Mi alzo delicatamente dal letto e passando accanto allo specchio posizionato sopra la cassettiera mi accorgo di indossare una sua felpa. Sprofondo il naso nel tessuto e inalo il suo buonissimo profumo.
Prendo la borsa nel salone, che ho lasciato ieri, con le mie cose, tiro fuori la mia tuta e le mie scarpette e poggio tutto delicatamente sul divano cercando di fare meno rumore possibile per non svegliarlo. Ritorno in camera da letto e raccolgo le ali, la tutina nera e le scarpe indossate ieri alla festa. Ripiego e infilo il tutto nella borsa. Prendo la mia tuta e le mie scarpe e mi avvio nel bagno.
Decido di farmi una doccia veloce per poi tornare a casa. Oggi è il giorno in cui mi darà delle spiegazioni, ho paura di non essere pronta ad accettare qualsiasi cosa possa dirmi. Sospiro e mi tolgo la felpa. Regolo la temperatura dell'acqua ed entro in doccia. Mi rilasso sotto al getto d'acqua e comincio a canticchiare.
«Cami, sei lì?», chiede Leo da dietro la porta. Oh no, l'ho svegliato!
«Eh, si. Sono sotto la doccia. Scusa per averti svegliato», grido per sovrastare il rumore dell'acqua. Ma non ottengo nessuna risposta. «Leo?!», provo a chiamarlo. Niente. Sarà andato a fare colazione.
Mi insapono per bene e resto con gli occhi chiusi sotto il getto di acqua calda. Improvvisamente sento due mani afferrarmi i fianchi da dietro e quasi sussulto per la paura. Faccio per girarmi. 
«No, resta così», sussurra nel mio orecchio.
Il mio respiro diventa irregolare mentre Leo bacia il mio collo. Comincia ad accarezzarmi piano la schiena e un brivido mi percorre lungo il corpo. Afferra i miei seni, continuando a baciarmi ovunque.
«Non dovremmo farlo...», mormoro poco convinta. Zittisce le mie parole voltandomi verso di lui e baciandomi appassionatamente. Mi aggrappo alla sua schiena mentre lui preme la sua erezione contro di me. Sono ormai catturata da un vortice di desiderio e passione. La mia voglia di lui cresce in un modo smisurato. I nostri respiri sono sempre più veloci, la nostra eccitazione cresceva. Mi cinge la vita e mi solleva adagiandomi sul suo grembo.
Qualcuno suona alla porta di casa e interrompe il nostro momento magico. Mi sciolgo dalla presa rimettendo i piedi a terra. Gli accarezzo il petto e gli do un dolce bacio. «Vado io», esclamo, «aspettami qui», gli dico con un sorriso malizioso.
«Non dobbiamo per forza andare ad aprire la porta», piagnucola, «sarà il solito venditore di scope elettriche porta a porta. Rimani con me», mi dice cingendomi la vita.
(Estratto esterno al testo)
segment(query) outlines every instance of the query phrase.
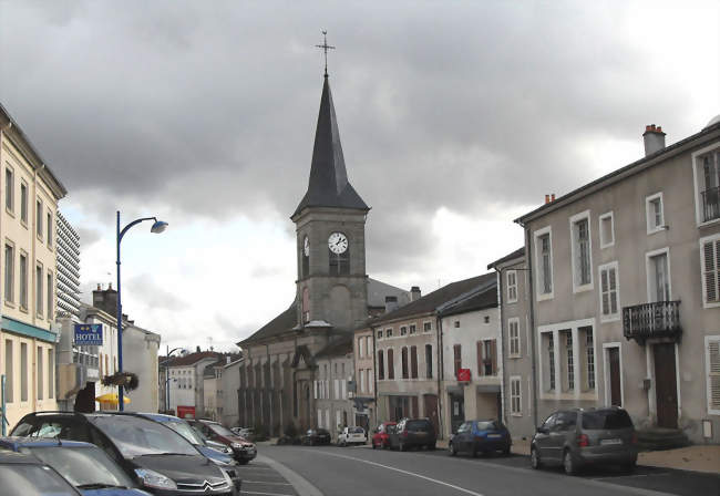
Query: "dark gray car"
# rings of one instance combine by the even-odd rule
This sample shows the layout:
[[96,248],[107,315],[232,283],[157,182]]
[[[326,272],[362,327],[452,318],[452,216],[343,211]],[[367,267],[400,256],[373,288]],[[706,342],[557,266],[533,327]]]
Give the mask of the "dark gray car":
[[637,457],[632,421],[618,407],[555,412],[537,427],[531,444],[533,468],[562,464],[568,475],[598,464],[632,471]]

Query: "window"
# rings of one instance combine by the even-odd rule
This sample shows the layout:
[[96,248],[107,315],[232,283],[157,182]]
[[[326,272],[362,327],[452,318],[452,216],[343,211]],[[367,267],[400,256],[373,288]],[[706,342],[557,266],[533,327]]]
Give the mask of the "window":
[[454,354],[454,371],[455,371],[455,378],[457,378],[457,372],[460,372],[460,369],[463,368],[463,359],[462,359],[462,347],[460,344],[455,344],[453,347],[453,354]]
[[38,364],[38,372],[37,372],[37,378],[38,378],[38,400],[42,400],[42,396],[43,396],[42,383],[43,383],[43,381],[45,379],[44,372],[42,370],[42,356],[43,356],[42,347],[38,347],[38,358],[37,358],[37,360],[38,360],[38,362],[37,362],[37,364]]
[[510,341],[510,356],[520,358],[520,319],[507,320],[507,335]]
[[593,283],[590,259],[590,213],[585,210],[570,217],[570,234],[573,236],[573,290],[588,289]]
[[600,272],[600,314],[603,322],[620,318],[617,261],[598,267]]
[[645,211],[649,235],[665,229],[665,216],[662,214],[662,193],[656,193],[655,195],[650,195],[645,198]]
[[42,200],[38,200],[35,206],[35,224],[38,238],[42,240]]
[[402,347],[400,350],[400,368],[402,371],[402,379],[408,379],[408,347]]
[[35,312],[42,317],[42,266],[35,267]]
[[6,245],[4,298],[8,302],[14,301],[14,265],[16,250],[12,245]]
[[20,182],[20,220],[28,224],[28,185],[24,180]]
[[52,214],[48,213],[48,248],[52,248]]
[[28,343],[20,343],[20,401],[28,401]]
[[425,344],[425,378],[432,379],[432,344]]
[[720,235],[700,239],[700,269],[703,306],[720,306]]
[[553,248],[549,227],[535,234],[535,252],[538,268],[538,299],[553,298]]
[[14,210],[14,177],[12,169],[6,167],[6,208],[12,213]]
[[520,375],[513,375],[510,378],[510,413],[512,415],[522,415],[521,394],[521,378]]
[[418,347],[410,347],[410,378],[418,379]]
[[[14,361],[12,355],[12,341],[6,339],[6,402],[14,401]],[[0,421],[2,422],[2,421]]]
[[611,211],[600,216],[600,248],[615,245],[615,217]]
[[706,335],[708,414],[720,415],[720,335]]
[[507,302],[514,303],[517,301],[517,271],[508,270],[505,277],[507,278]]
[[20,254],[20,308],[28,309],[28,257]]

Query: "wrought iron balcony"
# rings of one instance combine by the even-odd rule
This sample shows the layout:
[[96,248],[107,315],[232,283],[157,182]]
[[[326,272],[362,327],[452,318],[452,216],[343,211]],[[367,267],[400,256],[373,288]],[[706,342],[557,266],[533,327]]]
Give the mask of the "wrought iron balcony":
[[649,338],[679,339],[680,302],[656,301],[623,308],[623,334],[640,344]]
[[720,187],[708,188],[702,196],[702,217],[704,221],[720,218]]

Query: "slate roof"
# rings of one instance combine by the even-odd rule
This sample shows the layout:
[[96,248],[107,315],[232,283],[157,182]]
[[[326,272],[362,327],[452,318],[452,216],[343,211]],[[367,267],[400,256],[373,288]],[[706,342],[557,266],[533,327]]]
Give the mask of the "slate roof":
[[495,260],[492,264],[487,264],[487,268],[488,269],[494,269],[495,267],[497,267],[501,264],[504,264],[506,261],[514,260],[516,258],[524,257],[524,256],[525,256],[525,247],[517,248],[512,254],[505,255],[503,258],[498,258],[497,260]]
[[370,209],[348,182],[338,120],[335,115],[335,105],[327,76],[320,97],[308,190],[295,209],[292,217],[307,207]]
[[495,272],[484,273],[482,276],[472,277],[462,281],[451,282],[442,288],[425,294],[419,300],[411,301],[404,307],[400,307],[390,313],[384,313],[377,319],[370,321],[370,324],[378,324],[388,322],[403,317],[412,317],[423,313],[434,312],[441,304],[446,303],[471,290],[495,280]]

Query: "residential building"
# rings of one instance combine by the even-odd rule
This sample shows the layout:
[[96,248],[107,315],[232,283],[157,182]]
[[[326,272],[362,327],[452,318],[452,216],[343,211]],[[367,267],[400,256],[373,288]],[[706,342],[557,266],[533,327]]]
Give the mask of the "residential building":
[[340,333],[351,335],[363,326],[383,306],[384,296],[407,294],[366,273],[369,210],[348,179],[326,75],[308,188],[290,217],[296,227],[296,297],[237,343],[245,358],[240,424],[264,425],[270,435],[290,424],[300,430],[316,426],[316,354]]
[[720,118],[522,216],[538,418],[618,405],[720,441]]
[[27,413],[58,407],[54,219],[66,193],[0,105],[0,375],[10,426]]
[[327,428],[332,440],[338,440],[342,427],[354,425],[352,402],[348,383],[352,380],[352,335],[341,334],[320,350],[316,356],[317,379],[312,396],[317,412],[317,426]]
[[514,437],[532,435],[537,424],[533,374],[529,272],[522,247],[492,262],[497,273],[502,343],[503,422]]
[[[483,282],[438,310],[442,345],[443,435],[465,420],[502,418],[497,281]],[[464,370],[464,375],[461,371]]]

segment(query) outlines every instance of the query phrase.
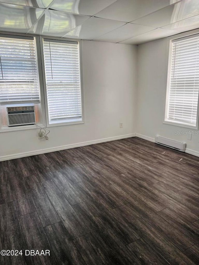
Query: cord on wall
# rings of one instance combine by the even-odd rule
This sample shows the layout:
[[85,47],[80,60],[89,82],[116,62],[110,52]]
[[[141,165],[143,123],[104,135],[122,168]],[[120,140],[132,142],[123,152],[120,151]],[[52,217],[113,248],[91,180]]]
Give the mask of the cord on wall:
[[[40,129],[39,132],[39,135],[40,136],[41,139],[45,138],[46,140],[49,140],[49,138],[48,136],[47,136],[47,135],[50,132],[50,130],[47,129],[46,127],[43,128],[42,127],[41,127],[41,126],[39,126],[39,125],[38,125],[38,124],[35,124],[35,125],[37,125],[37,126],[39,127],[39,128],[41,128]],[[49,131],[48,132],[47,132],[46,130]]]

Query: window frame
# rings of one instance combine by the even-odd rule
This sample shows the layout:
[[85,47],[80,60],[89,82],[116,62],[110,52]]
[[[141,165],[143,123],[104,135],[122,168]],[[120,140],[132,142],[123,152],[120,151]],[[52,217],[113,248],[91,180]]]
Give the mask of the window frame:
[[[7,32],[0,31],[0,35],[7,35],[8,37],[12,38],[16,37],[25,38],[25,37],[32,37],[35,38],[36,49],[37,51],[38,71],[39,73],[39,82],[40,86],[40,120],[39,122],[37,124],[41,126],[46,127],[57,126],[70,125],[84,123],[84,93],[83,90],[83,82],[82,79],[82,45],[81,40],[70,39],[67,38],[54,37],[43,35],[38,35],[35,34],[25,34],[25,33],[17,33],[15,32]],[[62,41],[76,41],[79,43],[80,55],[80,84],[81,86],[81,97],[82,120],[77,121],[69,121],[62,122],[56,122],[53,124],[49,124],[49,121],[48,110],[46,94],[46,86],[45,86],[45,66],[44,64],[44,56],[43,49],[43,39],[48,39],[57,40],[61,40]],[[0,112],[0,116],[1,112]],[[18,130],[26,130],[38,129],[38,126],[36,125],[23,125],[13,127],[2,126],[0,122],[0,133],[9,131],[14,131]]]
[[[46,77],[45,73],[45,70],[44,65],[44,48],[43,45],[43,39],[49,39],[52,40],[61,40],[62,41],[76,41],[77,42],[79,43],[79,58],[80,58],[80,85],[81,89],[81,112],[82,112],[82,118],[81,120],[81,121],[72,121],[71,120],[68,120],[68,121],[64,121],[61,122],[58,121],[57,122],[55,122],[54,123],[50,123],[49,122],[49,116],[48,108],[48,99],[47,97],[47,90],[46,89],[44,89],[44,97],[45,104],[45,112],[46,113],[46,125],[47,127],[52,127],[56,126],[61,126],[65,125],[71,125],[74,124],[78,124],[81,123],[84,123],[84,100],[83,100],[83,82],[82,80],[82,60],[81,54],[81,42],[80,40],[75,40],[74,39],[69,39],[63,38],[60,38],[58,37],[48,37],[47,36],[39,36],[39,41],[40,43],[40,49],[41,51],[41,63],[42,66],[42,76],[43,79],[43,87],[44,88],[46,88]],[[75,119],[74,119],[75,120]]]
[[170,92],[170,73],[171,70],[170,66],[171,62],[171,55],[172,54],[172,41],[178,39],[188,38],[193,35],[199,34],[199,30],[198,29],[186,32],[176,34],[173,35],[167,38],[167,43],[166,48],[166,55],[167,60],[166,61],[166,89],[165,98],[164,100],[164,114],[163,123],[168,124],[178,127],[183,127],[184,128],[187,128],[190,129],[193,129],[197,130],[198,129],[199,125],[199,93],[198,99],[198,106],[197,109],[197,118],[196,126],[192,126],[190,124],[186,124],[183,122],[176,121],[173,121],[167,119],[167,116],[169,110],[168,106],[169,100],[169,93]]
«Si, certo. Un venditore di scope elettriche, la domenica mattina», lo canzono ridendo.
Leo alza gli occhi al cielo e lascia la presa.
Esco frettolosa dalla doccia e infilo la mia tuta e le scarpe. Avvolgo i capelli in una crocchia e faccio per uscire dal bagno, ma mi accorgo di aver lasciato la felpa che mi ha prestato Leo sul lavandino. Sorrido maliziosa e la prendo. Torno in salotto, piego la felpa e la infilo in borsa.
Continuano a bussare violentemente il campanello.

«Un attimo. Arrivo subito», grido.
A passo svelto, raggiungo la porta, la apro e mi ritrovo avanti una bella ragazza mora dagli occhi verdi e la carnagione olivastra, mentre i suoi lunghi capelli castani le ricadono morbidi sulla schiena. Mi somiglia molto, sembra quasi guardarsi allo specchio, solo che lei è la versione più bella e curata della mia. Il mio sguardo cade sulle valigie che ha con se e inizio a fantasticare sul luogo che ha appena lasciato prima di ritrovarsi qui o se fosse in partenza per qualche posto esotico.
«Credo che tu abbia sbagliato porta», esclamo educatamente sorridendo.
«E tu chi sei?», mi chiede acida la sconosciuta dall'accento strano.
«Tu chi sei?», le chiedo seccata.
«Sono Vicky», esclama entrando in casa.
«Ok, Vicky. Credo tu abbia sbagliato appartamento», le ripeto con tutta la calma possibile.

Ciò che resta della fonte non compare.